Page died, according to initial reports, after officers with the Winston-Salem Police Department responded to a call for service Dec. 9 and found Page, who matched the description of a person reported to have fired a weapon in the 2900 block of New Walkertown Road.
Page died in police custody following a brief foot chase about one mile from the scene of the incident. He had been pepper sprayed, police said, and quickly became unresponsive. His family indicated that Page had numerous health problems requiring medication. Police recovered almost three grams of cocaine and a handgun from Page.

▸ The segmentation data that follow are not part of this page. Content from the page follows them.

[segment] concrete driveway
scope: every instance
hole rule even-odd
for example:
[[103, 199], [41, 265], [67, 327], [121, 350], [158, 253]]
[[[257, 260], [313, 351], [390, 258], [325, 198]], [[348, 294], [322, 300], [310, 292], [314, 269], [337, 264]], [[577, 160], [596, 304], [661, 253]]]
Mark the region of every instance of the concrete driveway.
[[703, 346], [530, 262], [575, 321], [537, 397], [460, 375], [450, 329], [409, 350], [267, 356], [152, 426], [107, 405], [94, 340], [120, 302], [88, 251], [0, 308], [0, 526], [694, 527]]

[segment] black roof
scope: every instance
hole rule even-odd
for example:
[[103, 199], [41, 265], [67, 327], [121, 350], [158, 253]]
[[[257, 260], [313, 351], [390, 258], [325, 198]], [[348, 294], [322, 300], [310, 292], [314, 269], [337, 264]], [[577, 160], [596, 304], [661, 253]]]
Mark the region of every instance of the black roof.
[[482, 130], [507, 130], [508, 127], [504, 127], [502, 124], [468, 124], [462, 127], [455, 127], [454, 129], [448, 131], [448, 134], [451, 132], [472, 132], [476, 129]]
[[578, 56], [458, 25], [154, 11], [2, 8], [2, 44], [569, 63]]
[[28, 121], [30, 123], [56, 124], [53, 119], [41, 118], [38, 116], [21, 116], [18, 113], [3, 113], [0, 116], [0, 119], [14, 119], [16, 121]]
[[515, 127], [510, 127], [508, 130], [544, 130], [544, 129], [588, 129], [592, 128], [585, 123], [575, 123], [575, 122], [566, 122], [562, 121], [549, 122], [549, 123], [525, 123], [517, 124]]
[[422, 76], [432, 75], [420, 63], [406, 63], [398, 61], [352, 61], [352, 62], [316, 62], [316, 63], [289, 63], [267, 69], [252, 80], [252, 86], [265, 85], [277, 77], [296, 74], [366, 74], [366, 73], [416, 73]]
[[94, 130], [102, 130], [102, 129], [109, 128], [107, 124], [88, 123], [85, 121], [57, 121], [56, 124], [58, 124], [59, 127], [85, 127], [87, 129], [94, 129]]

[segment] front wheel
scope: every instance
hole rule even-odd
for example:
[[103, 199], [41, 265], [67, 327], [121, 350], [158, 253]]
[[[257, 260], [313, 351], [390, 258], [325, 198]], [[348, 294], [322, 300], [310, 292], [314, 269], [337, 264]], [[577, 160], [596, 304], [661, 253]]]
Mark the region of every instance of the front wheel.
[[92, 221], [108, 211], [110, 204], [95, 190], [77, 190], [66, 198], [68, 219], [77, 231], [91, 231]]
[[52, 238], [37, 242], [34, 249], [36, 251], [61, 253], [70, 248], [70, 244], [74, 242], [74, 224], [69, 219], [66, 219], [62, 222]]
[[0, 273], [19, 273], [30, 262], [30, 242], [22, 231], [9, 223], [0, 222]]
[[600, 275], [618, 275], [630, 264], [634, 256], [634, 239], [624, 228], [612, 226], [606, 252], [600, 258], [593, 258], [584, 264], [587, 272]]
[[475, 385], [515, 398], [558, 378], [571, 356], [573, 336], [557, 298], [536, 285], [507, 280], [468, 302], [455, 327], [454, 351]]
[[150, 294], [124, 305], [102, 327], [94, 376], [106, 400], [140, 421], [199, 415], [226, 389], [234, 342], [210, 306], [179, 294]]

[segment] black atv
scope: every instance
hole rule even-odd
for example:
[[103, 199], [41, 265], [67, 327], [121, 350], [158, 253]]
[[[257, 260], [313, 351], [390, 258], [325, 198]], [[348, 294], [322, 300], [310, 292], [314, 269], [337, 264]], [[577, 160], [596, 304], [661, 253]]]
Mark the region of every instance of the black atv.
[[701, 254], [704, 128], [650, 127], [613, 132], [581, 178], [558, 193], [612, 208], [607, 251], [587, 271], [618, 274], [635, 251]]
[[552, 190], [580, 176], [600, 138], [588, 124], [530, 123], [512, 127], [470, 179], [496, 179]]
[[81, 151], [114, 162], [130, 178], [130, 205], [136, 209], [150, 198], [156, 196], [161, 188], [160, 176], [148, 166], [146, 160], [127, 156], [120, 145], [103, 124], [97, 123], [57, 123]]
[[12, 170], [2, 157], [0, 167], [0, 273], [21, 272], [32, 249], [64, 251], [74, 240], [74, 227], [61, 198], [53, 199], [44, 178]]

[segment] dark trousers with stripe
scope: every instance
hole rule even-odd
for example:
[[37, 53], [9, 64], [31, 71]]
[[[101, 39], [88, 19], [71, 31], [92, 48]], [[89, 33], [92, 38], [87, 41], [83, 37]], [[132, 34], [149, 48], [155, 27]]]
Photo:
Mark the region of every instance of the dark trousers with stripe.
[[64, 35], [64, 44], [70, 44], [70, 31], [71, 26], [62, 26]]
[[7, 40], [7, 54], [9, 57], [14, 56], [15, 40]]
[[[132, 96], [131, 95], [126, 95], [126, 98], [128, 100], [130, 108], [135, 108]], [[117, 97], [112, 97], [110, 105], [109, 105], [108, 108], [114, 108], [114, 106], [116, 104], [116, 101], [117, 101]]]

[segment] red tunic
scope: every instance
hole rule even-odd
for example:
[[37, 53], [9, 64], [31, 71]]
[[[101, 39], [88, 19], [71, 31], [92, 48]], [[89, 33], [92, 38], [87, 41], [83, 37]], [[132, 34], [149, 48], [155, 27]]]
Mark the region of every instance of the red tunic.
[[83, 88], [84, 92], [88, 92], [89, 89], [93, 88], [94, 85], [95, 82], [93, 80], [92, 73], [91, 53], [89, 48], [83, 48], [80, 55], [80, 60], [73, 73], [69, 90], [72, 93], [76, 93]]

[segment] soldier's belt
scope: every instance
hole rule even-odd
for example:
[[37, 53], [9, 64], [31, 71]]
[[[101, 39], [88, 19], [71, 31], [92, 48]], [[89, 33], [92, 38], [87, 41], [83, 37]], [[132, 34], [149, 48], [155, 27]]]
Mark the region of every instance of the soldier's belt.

Given the eggshell of race relations we’ve all been walking on in this country the last few years, it’s no surprise that many are braced for a community backlash even before most of the facts surrounding this man’s death are known. Community leaders from Maine to California are wondering when it will be their turn to deal with such unfortunate circumstances.
But we must pause and remember that often it is media that flames these passions. Systems of law enforcement and courts are not institutions that should be run on passion. Unlike the mayor of Greensboro, whose unfortunate comments in a recent article indicated that she felt race relations in America “are in free fall,” Winston-Salem leaders have been cautious in their response to the situation.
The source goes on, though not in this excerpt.